The Challenge: Traditional locks (like mutexes) only work within a single process. In distributed systems, we need locks that work across multiple nodes, handle network failures, and prevent deadlocks.

Diagram

A distributed lock is a coordination mechanism that ensures only one process or node can hold a lock at a time across a distributed system. It provides mutual exclusion across network boundaries.
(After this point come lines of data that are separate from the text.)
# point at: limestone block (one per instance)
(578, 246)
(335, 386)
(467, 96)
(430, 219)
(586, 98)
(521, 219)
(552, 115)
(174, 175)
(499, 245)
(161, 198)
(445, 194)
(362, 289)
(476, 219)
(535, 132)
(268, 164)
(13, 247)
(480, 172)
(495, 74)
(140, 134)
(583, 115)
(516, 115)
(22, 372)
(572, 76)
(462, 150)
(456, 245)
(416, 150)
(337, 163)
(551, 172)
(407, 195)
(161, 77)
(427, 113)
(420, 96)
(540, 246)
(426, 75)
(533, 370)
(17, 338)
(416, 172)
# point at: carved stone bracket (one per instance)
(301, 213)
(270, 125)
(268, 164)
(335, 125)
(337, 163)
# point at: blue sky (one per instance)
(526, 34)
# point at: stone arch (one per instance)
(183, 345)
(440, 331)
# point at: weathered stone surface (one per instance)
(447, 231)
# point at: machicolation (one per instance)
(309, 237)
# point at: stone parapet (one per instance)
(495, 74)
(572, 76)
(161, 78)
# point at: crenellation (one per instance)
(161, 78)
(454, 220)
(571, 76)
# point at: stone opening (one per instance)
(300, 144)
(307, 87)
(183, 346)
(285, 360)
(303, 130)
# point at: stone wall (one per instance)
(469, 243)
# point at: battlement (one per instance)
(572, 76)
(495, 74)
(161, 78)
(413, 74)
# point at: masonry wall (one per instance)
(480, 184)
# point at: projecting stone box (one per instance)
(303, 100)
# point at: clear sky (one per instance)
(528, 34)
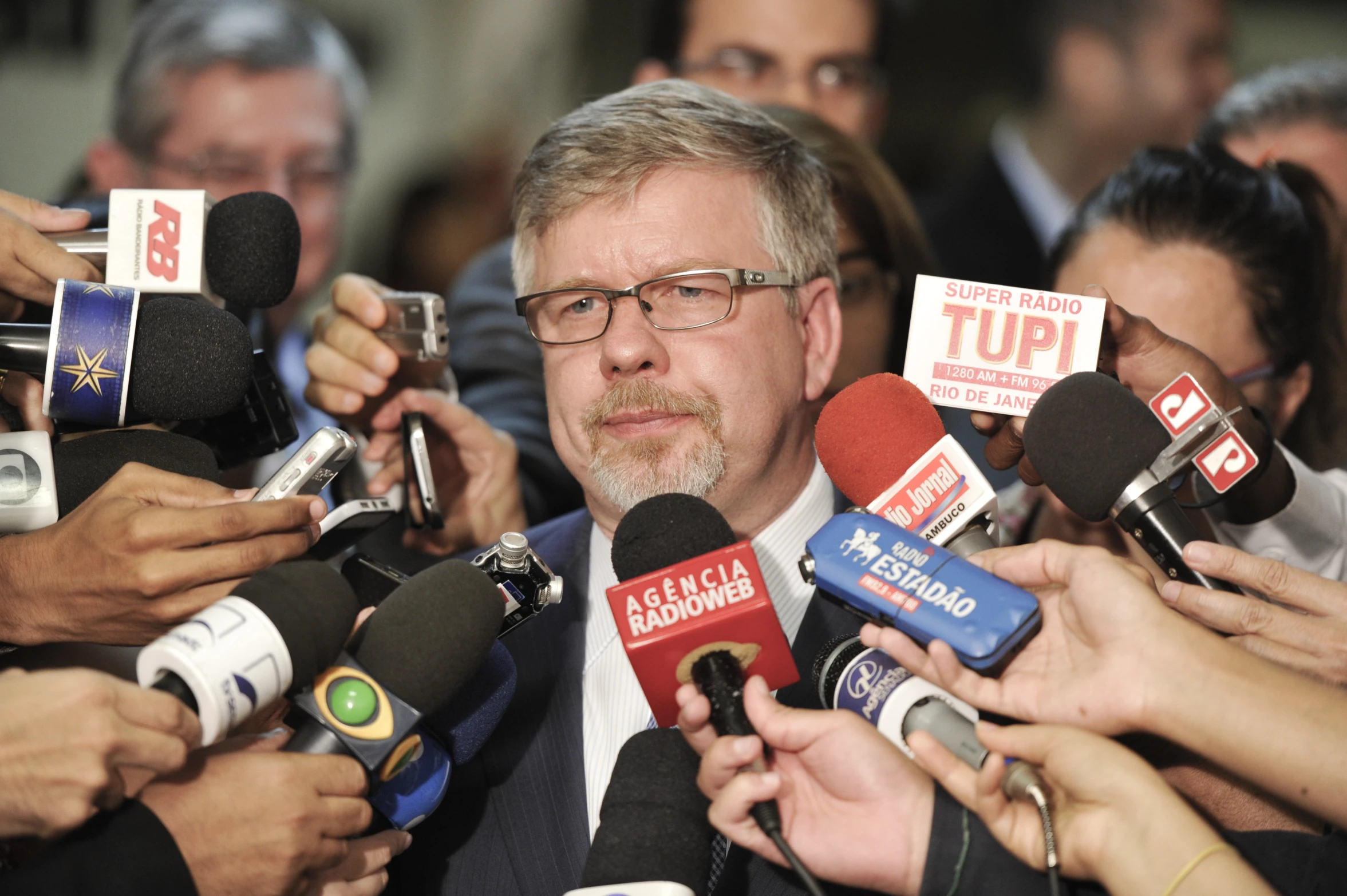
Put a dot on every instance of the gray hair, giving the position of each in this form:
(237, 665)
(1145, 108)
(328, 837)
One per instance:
(605, 148)
(189, 35)
(1314, 90)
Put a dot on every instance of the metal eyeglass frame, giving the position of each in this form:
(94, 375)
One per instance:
(737, 277)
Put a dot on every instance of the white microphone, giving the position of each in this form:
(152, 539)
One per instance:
(243, 249)
(274, 634)
(873, 685)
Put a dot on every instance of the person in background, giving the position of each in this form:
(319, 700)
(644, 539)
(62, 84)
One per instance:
(1108, 78)
(1289, 113)
(882, 249)
(821, 55)
(232, 97)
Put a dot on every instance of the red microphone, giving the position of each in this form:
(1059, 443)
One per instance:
(884, 446)
(690, 588)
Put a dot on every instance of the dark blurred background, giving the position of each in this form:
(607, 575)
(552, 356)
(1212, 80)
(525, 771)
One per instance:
(461, 88)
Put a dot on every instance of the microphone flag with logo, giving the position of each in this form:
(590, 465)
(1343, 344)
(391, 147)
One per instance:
(689, 588)
(93, 331)
(887, 575)
(882, 443)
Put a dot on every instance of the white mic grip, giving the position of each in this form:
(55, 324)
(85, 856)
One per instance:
(231, 657)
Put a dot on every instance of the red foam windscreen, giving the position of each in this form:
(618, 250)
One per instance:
(872, 432)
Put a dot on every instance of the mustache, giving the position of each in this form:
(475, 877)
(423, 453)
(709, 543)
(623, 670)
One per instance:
(647, 395)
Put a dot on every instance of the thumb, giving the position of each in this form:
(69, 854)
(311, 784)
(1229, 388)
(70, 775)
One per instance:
(41, 216)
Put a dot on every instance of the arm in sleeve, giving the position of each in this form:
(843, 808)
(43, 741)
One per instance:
(127, 852)
(1308, 533)
(500, 377)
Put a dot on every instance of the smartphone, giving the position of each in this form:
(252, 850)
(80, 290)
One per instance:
(417, 326)
(350, 522)
(311, 467)
(422, 506)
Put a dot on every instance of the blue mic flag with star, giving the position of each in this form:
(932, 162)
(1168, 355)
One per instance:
(89, 355)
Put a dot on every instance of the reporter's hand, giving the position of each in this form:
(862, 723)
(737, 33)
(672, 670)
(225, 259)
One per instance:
(25, 393)
(68, 735)
(476, 470)
(1314, 642)
(363, 872)
(140, 554)
(837, 780)
(350, 369)
(30, 264)
(252, 821)
(1115, 818)
(1088, 667)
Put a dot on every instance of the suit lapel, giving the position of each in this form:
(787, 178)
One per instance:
(539, 785)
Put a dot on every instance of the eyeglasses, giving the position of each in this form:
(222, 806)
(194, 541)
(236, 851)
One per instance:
(311, 181)
(684, 300)
(750, 74)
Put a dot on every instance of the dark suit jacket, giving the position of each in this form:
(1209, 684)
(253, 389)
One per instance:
(979, 232)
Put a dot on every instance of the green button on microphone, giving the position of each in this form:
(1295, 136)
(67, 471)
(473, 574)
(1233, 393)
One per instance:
(352, 701)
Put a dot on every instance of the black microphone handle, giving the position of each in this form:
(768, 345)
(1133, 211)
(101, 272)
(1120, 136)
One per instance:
(721, 679)
(25, 347)
(1158, 524)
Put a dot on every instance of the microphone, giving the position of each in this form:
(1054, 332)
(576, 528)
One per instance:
(424, 644)
(85, 463)
(654, 836)
(887, 575)
(41, 482)
(882, 443)
(189, 361)
(1094, 443)
(243, 249)
(268, 638)
(689, 587)
(869, 683)
(452, 738)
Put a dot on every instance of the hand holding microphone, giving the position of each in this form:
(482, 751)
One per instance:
(68, 735)
(1116, 818)
(31, 264)
(144, 552)
(853, 807)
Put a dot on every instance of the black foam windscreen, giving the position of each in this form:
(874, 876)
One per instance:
(84, 465)
(1089, 438)
(311, 607)
(829, 665)
(252, 249)
(432, 634)
(190, 361)
(665, 530)
(653, 822)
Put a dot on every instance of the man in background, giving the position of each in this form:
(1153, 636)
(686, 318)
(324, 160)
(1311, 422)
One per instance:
(234, 97)
(821, 55)
(1108, 78)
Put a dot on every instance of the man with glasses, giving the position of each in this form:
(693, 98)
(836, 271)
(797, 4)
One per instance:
(677, 252)
(232, 97)
(821, 55)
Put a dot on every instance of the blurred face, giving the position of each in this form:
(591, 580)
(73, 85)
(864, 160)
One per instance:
(1190, 292)
(867, 299)
(1312, 144)
(235, 131)
(718, 411)
(1179, 69)
(810, 54)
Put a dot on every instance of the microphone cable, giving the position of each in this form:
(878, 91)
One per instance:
(721, 679)
(1023, 782)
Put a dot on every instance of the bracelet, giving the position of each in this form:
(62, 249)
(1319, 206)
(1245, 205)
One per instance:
(1196, 860)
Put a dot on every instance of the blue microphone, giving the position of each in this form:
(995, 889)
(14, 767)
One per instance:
(891, 576)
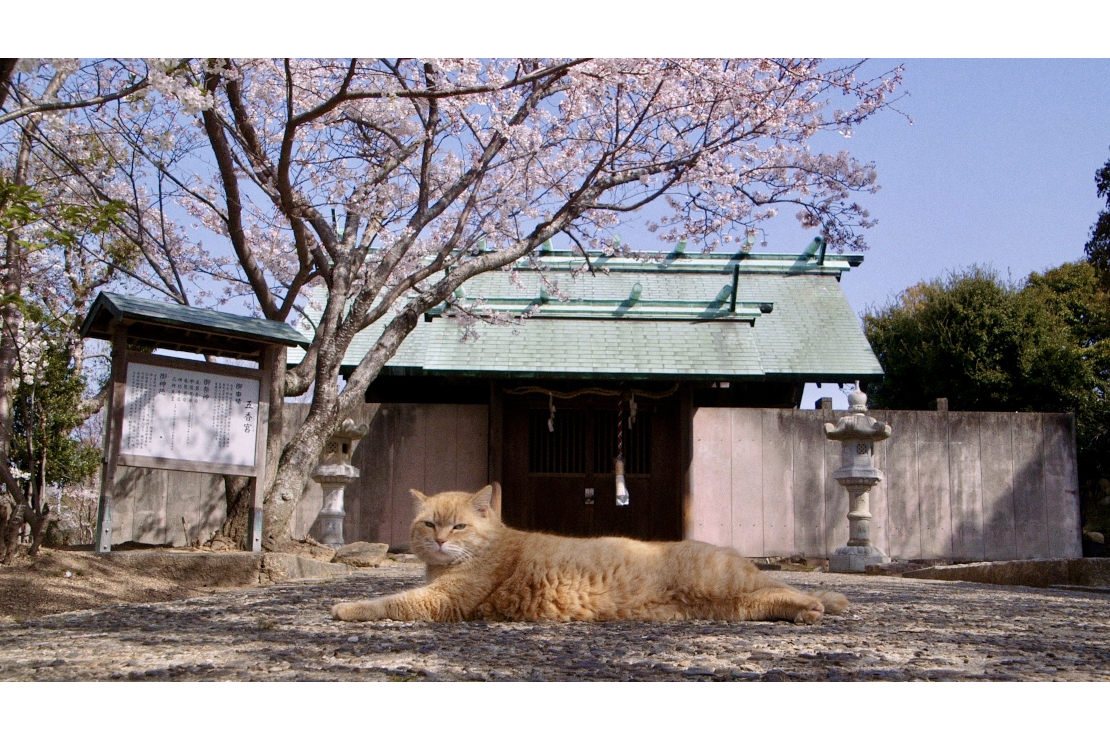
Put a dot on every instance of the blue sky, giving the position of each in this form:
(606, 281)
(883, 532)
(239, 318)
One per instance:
(997, 169)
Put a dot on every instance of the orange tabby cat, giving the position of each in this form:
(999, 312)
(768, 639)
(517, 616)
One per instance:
(477, 568)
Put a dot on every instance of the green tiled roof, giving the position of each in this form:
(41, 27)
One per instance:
(790, 321)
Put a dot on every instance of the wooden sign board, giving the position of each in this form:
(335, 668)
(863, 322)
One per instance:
(184, 415)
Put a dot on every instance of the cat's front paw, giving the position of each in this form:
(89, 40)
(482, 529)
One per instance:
(809, 614)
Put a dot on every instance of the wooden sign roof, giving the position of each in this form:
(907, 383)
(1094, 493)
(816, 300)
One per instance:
(163, 325)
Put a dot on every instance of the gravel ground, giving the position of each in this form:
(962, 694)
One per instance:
(896, 630)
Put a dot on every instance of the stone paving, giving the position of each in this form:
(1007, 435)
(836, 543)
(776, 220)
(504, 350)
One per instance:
(896, 630)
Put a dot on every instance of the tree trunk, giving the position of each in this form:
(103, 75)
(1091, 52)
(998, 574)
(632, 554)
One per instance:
(39, 524)
(236, 494)
(10, 533)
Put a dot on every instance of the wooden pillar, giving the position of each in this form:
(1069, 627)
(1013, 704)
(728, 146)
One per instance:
(113, 423)
(268, 361)
(686, 456)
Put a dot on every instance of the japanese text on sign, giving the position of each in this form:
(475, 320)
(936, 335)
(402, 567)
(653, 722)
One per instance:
(189, 415)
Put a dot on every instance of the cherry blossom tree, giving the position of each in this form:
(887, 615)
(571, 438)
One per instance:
(64, 235)
(393, 182)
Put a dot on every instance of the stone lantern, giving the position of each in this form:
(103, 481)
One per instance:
(857, 433)
(333, 474)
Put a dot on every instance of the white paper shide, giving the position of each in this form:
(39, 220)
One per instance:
(189, 415)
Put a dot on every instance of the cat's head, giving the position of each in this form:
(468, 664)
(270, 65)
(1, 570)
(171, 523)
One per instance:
(453, 526)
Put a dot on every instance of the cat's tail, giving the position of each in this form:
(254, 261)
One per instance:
(835, 602)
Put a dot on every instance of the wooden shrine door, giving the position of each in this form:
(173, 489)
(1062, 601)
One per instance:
(559, 479)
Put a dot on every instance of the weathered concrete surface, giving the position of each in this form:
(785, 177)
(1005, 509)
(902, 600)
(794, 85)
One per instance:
(362, 555)
(896, 629)
(1040, 574)
(229, 569)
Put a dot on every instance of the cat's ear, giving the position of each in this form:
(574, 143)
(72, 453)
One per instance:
(481, 502)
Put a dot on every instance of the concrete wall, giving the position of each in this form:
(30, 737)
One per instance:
(960, 486)
(430, 447)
  1. Mutual Exclusion: Only one holder at a time
  2. Deadlock Free: Locks are eventually released (via timeout/lease)
  3. Fault Tolerant: Survives node failures
  4. High Availability: Lock service must be available
  5. Performance: Low latency, high throughput

Think of a distributed lock like a bathroom key at a restaurant:

  • Only one person can have the key at a time
  • If someone forgets to return the key, there’s a timeout mechanism (staff has a master key)
  • Multiple people can request the key, but only one gets it
  • The key must be returned for others to use it

Lease-based locks automatically expire after a timeout period. This prevents deadlocks from crashed nodes.

Diagram

How It Works:

  1. Node acquires lock with a lease time (e.g., 10 seconds)
  2. Node must renew lock before lease expires
  3. If node crashes, lock automatically expires
  4. Other nodes can acquire lock after expiration

Benefits:

  • Prevents deadlocks from crashed nodes
  • Automatic cleanup
  • No manual lock release needed if node crashes

Redis provides a simple way to implement distributed locks using the SET command with NX (only if not exists) and EX (expiration) options.

Diagram

Key Points:

  • Use unique value (like UUID) to verify ownership
  • Set expiration to prevent deadlocks
  • Check return value: OK means lock acquired, nil means already held

Problem: Network partition can cause split-brain (multiple lock holders).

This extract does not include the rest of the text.